At the same time, there have been no such votes since, and even party liberals who align generally with Steyer’s aggressive activism sound more like Pelosi and the Democratic establishment on the matter.
Democratic congressional hopeful Kara Eastman, running in the party’s primary in Nebraska’s Omaha-based 2nd District, treads carefully. “It’s not a No. 1 thing,” she says of impeachment.
At the Working Families Party, which backs liberals in Democratic primaries around the country, spokesman Joe Dinkin says candidates who want to “stop Trumpism” should focus on beating the president and his party at the polls.
That almost echoes the advice of former FBI Director James Comey, whom Trump fired last year. He told ABC News that “impeaching and removing Donald Trump from office would let the American people off the hook” from something they are “duty-bound to do directly” in the 2020 presidential election.
Certainly, Trump could scramble the situation - for Democrats and Republicans alike - if he fires special counsel Robert Mueller or Deputy Attorney General Rod Rosenstein, as he did Comey last year. In fact, some Democrats say, the Mueller investigation provides a rationale for not pursuing impeachment and allowing the probe to unfold.
“Folks back home get it,” said Rep. Jim McGovern, D-Mass., who says he’s “appalled” at Trump’s presidency, but trusts Mueller’s work. “We have these investigations going on for a reason - to get to the truth.”

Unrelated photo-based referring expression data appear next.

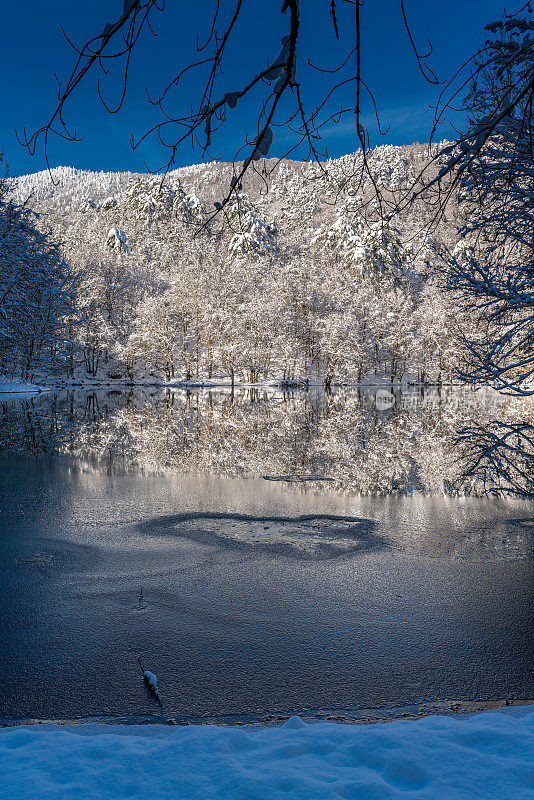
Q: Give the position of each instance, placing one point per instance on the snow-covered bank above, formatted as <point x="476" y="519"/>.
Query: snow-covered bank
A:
<point x="20" y="387"/>
<point x="489" y="755"/>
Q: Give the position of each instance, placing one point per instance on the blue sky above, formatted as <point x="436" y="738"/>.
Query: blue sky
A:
<point x="32" y="48"/>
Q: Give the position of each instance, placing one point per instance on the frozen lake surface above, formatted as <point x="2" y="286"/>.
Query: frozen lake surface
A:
<point x="249" y="597"/>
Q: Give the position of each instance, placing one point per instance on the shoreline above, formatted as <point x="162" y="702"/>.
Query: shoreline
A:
<point x="364" y="716"/>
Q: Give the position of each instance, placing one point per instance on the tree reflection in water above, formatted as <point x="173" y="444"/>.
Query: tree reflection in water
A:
<point x="364" y="441"/>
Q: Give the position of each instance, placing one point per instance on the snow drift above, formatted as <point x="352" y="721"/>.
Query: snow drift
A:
<point x="488" y="756"/>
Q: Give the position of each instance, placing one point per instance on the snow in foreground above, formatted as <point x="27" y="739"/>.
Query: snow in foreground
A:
<point x="490" y="755"/>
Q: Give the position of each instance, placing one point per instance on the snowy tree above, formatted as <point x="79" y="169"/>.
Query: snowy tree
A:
<point x="37" y="290"/>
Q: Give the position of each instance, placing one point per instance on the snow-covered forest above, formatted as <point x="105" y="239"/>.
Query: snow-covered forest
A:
<point x="299" y="279"/>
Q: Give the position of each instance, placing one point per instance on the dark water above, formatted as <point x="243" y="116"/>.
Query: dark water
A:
<point x="245" y="596"/>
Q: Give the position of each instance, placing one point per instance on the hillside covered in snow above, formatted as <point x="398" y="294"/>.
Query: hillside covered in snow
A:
<point x="298" y="278"/>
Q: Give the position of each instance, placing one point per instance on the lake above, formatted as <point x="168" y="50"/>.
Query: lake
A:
<point x="263" y="553"/>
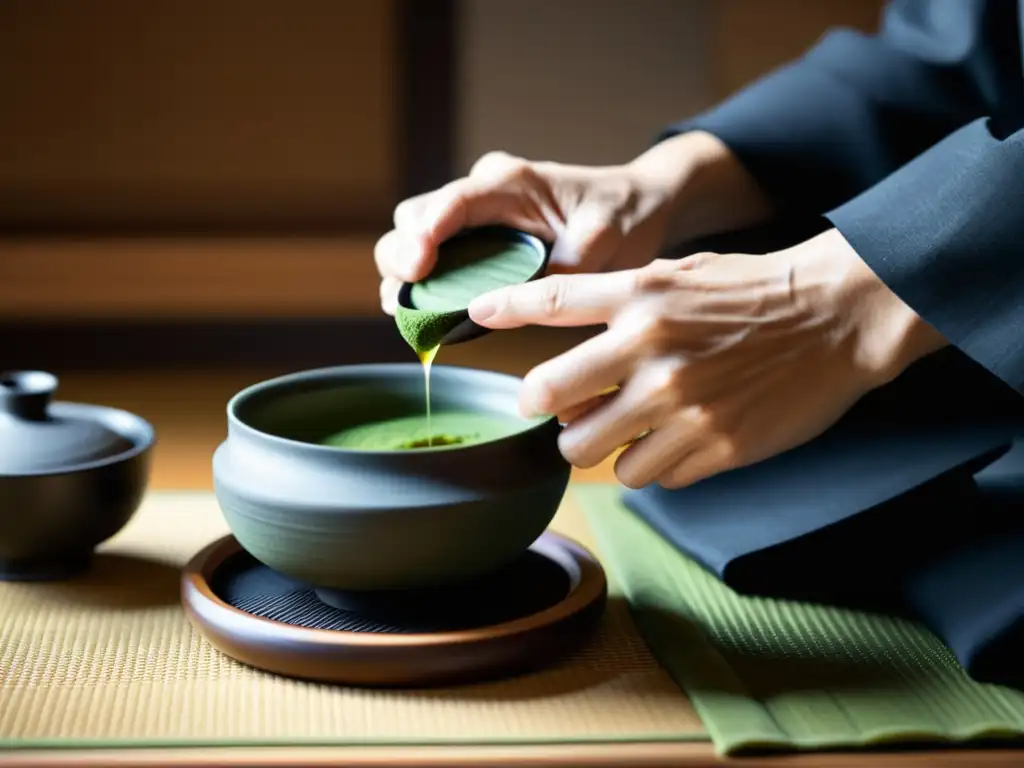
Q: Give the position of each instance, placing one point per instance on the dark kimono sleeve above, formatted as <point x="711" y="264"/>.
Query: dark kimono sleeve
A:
<point x="909" y="143"/>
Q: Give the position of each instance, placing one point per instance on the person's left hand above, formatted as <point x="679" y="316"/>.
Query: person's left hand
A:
<point x="720" y="359"/>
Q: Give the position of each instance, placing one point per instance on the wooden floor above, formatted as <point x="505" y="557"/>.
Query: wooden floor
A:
<point x="187" y="409"/>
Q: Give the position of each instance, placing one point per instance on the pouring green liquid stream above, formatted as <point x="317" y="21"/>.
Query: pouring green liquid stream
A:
<point x="467" y="267"/>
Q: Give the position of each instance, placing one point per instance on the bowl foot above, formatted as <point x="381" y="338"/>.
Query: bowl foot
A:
<point x="500" y="625"/>
<point x="46" y="567"/>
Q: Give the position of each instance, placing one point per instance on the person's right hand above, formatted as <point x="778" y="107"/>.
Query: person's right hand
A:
<point x="598" y="218"/>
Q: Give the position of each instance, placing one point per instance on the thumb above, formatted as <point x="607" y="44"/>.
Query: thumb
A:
<point x="556" y="300"/>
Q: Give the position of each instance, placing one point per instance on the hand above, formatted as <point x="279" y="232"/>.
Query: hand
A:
<point x="598" y="218"/>
<point x="722" y="359"/>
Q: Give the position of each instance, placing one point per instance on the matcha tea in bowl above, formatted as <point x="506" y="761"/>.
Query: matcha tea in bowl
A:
<point x="324" y="476"/>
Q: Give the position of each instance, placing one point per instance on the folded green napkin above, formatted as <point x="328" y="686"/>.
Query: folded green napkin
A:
<point x="771" y="674"/>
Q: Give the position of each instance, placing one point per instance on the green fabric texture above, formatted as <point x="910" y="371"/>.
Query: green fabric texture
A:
<point x="771" y="674"/>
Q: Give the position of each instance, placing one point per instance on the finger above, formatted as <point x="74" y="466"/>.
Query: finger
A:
<point x="389" y="294"/>
<point x="592" y="438"/>
<point x="711" y="459"/>
<point x="475" y="202"/>
<point x="590" y="238"/>
<point x="400" y="256"/>
<point x="577" y="376"/>
<point x="659" y="452"/>
<point x="557" y="300"/>
<point x="578" y="412"/>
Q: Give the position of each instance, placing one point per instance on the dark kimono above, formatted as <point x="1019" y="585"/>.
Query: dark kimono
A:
<point x="910" y="142"/>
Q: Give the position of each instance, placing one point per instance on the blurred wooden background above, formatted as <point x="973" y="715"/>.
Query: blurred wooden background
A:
<point x="190" y="161"/>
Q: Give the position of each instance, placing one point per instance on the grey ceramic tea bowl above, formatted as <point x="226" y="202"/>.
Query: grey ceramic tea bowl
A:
<point x="382" y="520"/>
<point x="72" y="475"/>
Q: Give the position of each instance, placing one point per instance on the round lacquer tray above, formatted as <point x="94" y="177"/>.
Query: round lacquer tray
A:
<point x="537" y="608"/>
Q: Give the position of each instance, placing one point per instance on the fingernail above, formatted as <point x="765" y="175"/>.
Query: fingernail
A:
<point x="482" y="309"/>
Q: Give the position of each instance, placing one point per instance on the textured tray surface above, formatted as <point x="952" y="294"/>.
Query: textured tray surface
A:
<point x="111" y="658"/>
<point x="530" y="585"/>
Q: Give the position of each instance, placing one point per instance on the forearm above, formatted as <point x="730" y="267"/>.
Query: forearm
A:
<point x="707" y="189"/>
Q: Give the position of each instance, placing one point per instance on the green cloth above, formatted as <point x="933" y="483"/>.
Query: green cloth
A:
<point x="771" y="674"/>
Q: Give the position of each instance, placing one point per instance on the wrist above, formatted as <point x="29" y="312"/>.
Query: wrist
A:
<point x="886" y="336"/>
<point x="705" y="189"/>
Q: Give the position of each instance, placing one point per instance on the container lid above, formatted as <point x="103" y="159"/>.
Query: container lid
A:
<point x="36" y="437"/>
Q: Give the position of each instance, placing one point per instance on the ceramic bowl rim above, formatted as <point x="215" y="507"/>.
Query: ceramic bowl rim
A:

And Democrats hurling “wild” accusations and impeachment cries, Gingrich says, actually “will make this election much cleaner” for Republican voters and independents on the fence.
At his Atlanta town hall, Steyer - who is also spending millions of dollars on NextGen America, his effort to register young voters under 35 in key midterm races — scoffs.
The 2018 election is already a referendum on the president, he argues, so face it head-on. “Rather than trying to prevent their gain, why don’t we play our game?”
• Associated Press writer Steve Peoples in New York contributed to this report.